After being in business for decades, they have collected all the most efficient ways of doing things and they all use those guidelines. From offensive Tweets to gun and domestic abuse charges on athletes, this industry knows how to handle all of them. Ya know why? Best Practices, aka WAAC playing. Gee, some athletes are pretty garbage, huh?
This is just a side point, but giving terrible people disgusting amounts of money to run around once a week has drawbacks. Interesting.
Engineering

No. It doesn’t happen that way at all. The stress ratings, load-bearing calculations, and homeless urine-prohibiting spikes are all equations not created individually by each engineer. The industry has determined the best/safest way to build things and for good reason. You forget to carry the one and it could have drastic consequences. Suddenly your spring-loaded anti-urination spikes in your lobby go off and kill the UPS guy. That’s a PR nightmare even the professional sports guys don’t want to deal with.
Truth Be Told

The difference is why you choose to play this game. For the majority of players, it can be about imagination, creativity, and friendship. Dislodging a rodent or winning at all costs is not the reason for playing. We play for FUN, as in mutual fun. In keeping with my previous analogy, let’s give an example. When a WAAC player plays against a FAAC player, it is not unlike the following scenario.

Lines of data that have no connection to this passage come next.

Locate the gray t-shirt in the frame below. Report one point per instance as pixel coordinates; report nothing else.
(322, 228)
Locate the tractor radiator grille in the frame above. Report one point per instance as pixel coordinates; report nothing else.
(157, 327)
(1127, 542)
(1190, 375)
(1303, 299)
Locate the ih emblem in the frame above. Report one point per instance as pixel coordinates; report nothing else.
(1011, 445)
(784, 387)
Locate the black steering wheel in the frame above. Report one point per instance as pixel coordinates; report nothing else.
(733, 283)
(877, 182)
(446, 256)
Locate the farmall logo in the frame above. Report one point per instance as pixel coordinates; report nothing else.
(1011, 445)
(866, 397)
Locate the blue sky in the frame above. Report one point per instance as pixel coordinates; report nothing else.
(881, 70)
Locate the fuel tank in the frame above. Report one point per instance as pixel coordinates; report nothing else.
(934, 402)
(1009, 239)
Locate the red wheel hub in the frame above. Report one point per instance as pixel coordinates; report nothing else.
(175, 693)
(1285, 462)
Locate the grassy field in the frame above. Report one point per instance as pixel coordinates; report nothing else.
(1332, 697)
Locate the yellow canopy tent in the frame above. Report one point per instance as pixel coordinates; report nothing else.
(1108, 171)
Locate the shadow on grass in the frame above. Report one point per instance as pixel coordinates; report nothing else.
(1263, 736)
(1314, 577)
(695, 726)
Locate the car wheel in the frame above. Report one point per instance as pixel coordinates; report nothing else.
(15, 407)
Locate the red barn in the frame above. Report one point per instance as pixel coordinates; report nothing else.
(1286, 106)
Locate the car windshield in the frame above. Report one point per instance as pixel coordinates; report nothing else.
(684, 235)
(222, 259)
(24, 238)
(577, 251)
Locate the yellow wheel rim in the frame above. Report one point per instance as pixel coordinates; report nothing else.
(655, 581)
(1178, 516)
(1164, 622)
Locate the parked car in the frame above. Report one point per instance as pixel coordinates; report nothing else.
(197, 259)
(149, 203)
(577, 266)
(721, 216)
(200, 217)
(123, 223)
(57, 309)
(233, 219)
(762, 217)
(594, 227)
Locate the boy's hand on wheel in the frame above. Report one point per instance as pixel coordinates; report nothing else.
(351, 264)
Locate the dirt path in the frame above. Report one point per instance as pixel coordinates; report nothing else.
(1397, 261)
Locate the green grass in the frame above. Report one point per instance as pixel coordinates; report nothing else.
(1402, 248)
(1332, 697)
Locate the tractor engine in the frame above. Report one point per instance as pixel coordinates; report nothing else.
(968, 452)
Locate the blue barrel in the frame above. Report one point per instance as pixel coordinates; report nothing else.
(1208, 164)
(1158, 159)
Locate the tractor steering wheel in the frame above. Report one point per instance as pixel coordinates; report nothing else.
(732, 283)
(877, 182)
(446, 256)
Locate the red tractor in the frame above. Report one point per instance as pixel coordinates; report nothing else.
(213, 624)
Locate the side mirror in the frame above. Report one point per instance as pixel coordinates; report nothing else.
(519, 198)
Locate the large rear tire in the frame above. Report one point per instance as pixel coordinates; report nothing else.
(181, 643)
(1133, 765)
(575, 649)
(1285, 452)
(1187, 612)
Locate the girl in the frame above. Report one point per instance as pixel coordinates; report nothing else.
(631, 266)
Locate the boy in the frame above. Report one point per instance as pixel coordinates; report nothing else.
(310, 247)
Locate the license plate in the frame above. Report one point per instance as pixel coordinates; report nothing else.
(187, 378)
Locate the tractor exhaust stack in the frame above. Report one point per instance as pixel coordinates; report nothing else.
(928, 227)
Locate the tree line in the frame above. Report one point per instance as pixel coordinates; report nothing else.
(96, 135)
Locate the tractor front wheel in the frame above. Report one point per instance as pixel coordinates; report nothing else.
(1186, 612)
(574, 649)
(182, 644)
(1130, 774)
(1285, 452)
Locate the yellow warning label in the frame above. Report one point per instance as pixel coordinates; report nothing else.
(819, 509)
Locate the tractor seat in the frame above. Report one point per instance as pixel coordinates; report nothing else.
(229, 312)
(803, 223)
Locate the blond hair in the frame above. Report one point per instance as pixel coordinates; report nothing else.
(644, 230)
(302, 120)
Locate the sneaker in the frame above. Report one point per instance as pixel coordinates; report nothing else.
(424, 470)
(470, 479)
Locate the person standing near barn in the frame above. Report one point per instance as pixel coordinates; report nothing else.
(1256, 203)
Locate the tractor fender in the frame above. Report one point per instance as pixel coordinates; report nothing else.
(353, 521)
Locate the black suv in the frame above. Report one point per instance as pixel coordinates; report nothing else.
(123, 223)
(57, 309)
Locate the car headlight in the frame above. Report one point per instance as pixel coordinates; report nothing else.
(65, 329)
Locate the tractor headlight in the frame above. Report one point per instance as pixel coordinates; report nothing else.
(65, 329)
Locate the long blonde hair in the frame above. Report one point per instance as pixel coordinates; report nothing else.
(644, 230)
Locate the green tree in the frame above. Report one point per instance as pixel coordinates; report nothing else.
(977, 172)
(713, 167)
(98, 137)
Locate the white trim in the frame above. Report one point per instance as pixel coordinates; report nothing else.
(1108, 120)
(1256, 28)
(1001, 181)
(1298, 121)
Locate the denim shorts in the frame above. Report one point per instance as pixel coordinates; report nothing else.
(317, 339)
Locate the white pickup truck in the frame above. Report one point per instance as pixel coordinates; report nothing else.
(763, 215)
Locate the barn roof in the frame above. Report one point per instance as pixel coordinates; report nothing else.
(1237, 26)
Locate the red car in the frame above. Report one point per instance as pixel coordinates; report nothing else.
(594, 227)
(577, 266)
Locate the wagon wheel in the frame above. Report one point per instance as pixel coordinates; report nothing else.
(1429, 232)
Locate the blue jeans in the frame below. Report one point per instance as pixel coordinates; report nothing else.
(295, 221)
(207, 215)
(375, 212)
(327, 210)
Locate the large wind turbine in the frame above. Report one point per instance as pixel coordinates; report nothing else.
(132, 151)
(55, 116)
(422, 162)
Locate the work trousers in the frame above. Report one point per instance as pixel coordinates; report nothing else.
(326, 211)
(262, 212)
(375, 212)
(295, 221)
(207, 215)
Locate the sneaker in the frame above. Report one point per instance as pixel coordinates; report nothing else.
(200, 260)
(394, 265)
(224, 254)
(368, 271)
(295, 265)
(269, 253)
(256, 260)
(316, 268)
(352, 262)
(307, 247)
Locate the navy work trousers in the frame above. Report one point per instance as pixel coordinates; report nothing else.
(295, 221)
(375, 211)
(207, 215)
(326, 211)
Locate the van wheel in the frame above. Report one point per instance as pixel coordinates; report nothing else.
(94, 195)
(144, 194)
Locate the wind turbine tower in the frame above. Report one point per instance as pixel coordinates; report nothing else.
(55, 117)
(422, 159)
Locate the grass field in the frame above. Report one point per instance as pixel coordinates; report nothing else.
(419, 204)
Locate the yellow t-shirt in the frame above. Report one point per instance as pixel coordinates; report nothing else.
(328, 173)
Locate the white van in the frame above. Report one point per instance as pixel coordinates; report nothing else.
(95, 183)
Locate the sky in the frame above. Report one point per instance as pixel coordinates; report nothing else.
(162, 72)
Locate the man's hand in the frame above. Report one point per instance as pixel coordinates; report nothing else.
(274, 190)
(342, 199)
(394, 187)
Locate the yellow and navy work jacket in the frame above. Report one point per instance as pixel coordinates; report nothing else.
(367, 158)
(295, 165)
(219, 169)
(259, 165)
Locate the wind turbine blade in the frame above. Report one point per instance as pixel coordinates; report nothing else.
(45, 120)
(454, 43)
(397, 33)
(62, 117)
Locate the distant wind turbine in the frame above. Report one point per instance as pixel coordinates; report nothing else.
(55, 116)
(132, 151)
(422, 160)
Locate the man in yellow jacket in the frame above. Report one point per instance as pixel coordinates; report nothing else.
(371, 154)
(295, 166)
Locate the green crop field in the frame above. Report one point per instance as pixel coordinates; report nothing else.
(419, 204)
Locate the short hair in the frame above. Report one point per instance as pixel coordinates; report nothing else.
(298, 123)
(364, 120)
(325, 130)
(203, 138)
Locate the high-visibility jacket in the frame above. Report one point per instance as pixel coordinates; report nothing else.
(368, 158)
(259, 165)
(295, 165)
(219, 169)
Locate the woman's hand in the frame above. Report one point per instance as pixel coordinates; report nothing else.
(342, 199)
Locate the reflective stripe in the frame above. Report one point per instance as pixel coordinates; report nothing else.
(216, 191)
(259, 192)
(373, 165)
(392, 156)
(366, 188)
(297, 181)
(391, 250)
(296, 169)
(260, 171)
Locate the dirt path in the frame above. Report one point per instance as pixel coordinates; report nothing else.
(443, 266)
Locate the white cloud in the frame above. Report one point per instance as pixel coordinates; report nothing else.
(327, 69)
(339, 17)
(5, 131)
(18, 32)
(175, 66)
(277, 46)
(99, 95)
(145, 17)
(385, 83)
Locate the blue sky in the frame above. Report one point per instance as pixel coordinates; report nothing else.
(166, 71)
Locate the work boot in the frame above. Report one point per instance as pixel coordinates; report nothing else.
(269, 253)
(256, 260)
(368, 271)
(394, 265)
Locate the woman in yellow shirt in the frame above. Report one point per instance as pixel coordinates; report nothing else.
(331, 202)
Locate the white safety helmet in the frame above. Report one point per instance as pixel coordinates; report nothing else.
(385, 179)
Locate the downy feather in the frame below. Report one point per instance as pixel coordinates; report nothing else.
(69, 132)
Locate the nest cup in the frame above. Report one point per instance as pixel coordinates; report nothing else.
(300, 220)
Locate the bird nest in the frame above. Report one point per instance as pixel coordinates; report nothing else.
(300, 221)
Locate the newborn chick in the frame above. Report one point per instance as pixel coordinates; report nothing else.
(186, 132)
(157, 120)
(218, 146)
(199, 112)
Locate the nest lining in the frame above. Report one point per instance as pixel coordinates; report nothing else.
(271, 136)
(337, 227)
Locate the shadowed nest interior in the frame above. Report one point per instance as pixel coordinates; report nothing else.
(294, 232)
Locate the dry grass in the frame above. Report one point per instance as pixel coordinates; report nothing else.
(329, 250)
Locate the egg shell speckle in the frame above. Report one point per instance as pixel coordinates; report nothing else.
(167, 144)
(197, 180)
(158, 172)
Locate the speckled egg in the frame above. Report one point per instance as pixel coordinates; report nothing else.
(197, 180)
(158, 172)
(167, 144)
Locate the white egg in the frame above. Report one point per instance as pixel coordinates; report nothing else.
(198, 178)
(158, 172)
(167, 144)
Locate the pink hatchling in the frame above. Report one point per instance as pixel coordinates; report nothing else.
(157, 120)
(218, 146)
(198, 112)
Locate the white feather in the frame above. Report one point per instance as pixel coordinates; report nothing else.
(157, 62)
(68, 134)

Your local baseball league is scheduled to play against the New York Mets. Your team gets together to play some fun games and drink some beer. You just do it for fun. Meanwhile, you agree to play against the Mets, who are a trained, professional team who plays for keeps.
Guess how much fun that game is going to be for your pathetic “just for fun” team? Not much. By the time you end your game with a score of 300 -5, you’ll agree that both teams did not share the same goals.
Long story short: it seems best to play and be friends with folks with similar goals on the tabletop.
Do you know someone WAAC in real life too?